Its first flight departs Tampa, Florida at 10:30 a.m Eastern, bound for Charleston, South Carolina. It’s the second low-cost carrier to start service this year –– Avelo Airlines started flying just last month in the West. It’s striking that the two have kicked off in such a short space of time; establishing a new airline in the U.S. is not easy.

“The risks are huge. The graveyard of failed startup airlines in the U.S. is large and deep,” said Edward Russell, who covers the industry for Skift and Airline Weekly. For one thing, Russell said, there’s intense competition. “Major airlines often come in and will add flights on routes [that] start-up carriers add.” That’s already happening to Avelo, he said, on some of its brand new routes.

Starting and running an airline also just costs a lot of money, said Savi Syth, an industry analyst at Raymond James. “Aircraft are expensive,” Syth said, as are fuel and labor. 

In some ways, Syth added, coming out of a pandemic is probably one of the best possible times to launch a new leisure-focused airline. “Because of the success of the vaccines, and people having been locked in for a long time, there’s a lot of pent-up demand for leisure travel,” Syth said.

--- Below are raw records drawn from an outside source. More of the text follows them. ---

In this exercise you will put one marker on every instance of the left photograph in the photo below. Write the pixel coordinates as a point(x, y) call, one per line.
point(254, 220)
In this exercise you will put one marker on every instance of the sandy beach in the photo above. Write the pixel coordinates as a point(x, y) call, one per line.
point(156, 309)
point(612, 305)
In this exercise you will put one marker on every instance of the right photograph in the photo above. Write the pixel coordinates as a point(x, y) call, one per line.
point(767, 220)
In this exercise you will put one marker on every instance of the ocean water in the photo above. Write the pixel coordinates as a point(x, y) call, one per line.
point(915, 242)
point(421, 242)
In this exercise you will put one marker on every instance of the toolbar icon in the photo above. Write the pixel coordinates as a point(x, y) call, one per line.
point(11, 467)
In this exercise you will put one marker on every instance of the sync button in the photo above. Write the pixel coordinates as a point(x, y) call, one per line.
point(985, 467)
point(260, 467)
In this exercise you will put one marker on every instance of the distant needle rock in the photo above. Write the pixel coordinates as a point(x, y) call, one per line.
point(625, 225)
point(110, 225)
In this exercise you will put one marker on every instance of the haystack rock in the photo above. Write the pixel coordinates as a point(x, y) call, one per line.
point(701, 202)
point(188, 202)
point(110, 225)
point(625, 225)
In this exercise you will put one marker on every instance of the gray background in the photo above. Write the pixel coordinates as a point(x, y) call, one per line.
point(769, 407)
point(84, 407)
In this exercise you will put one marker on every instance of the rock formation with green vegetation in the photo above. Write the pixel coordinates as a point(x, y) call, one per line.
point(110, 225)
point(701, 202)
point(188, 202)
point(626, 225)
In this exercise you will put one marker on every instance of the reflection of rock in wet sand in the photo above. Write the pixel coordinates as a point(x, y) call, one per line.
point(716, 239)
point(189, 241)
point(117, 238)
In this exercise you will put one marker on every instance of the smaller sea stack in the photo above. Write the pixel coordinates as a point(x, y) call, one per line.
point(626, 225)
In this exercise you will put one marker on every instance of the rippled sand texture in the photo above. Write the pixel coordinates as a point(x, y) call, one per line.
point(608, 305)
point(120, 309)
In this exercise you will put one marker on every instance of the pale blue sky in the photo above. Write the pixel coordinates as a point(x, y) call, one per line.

So much pent-up demand, in fact, that a Wells Fargo economist estimates four-and-a-half years of travel spending could happen in the next nine months. 

Breeze Airways chief executive David Neeleman said the pandemic has helped bring down at least one of its big start-up costs –– the cost of planes. The airline has also automated a lot of things, he said. And everyone answering customer questions is working from home. “That allows you to keep your costs low,” Neeleman said.

It’s the first time in a while that two new airlines are entering the market at once. “It seems like a pretty great deal for consumers. Consumers are going to have way more choice,” said Veronique de Rugy, a senior research fellow at  the Mercatus Center at George Mason University.

For cheaper flights. At least, for now.

Editor’s note: Raymond James & Associates is a Marketplace underwriter.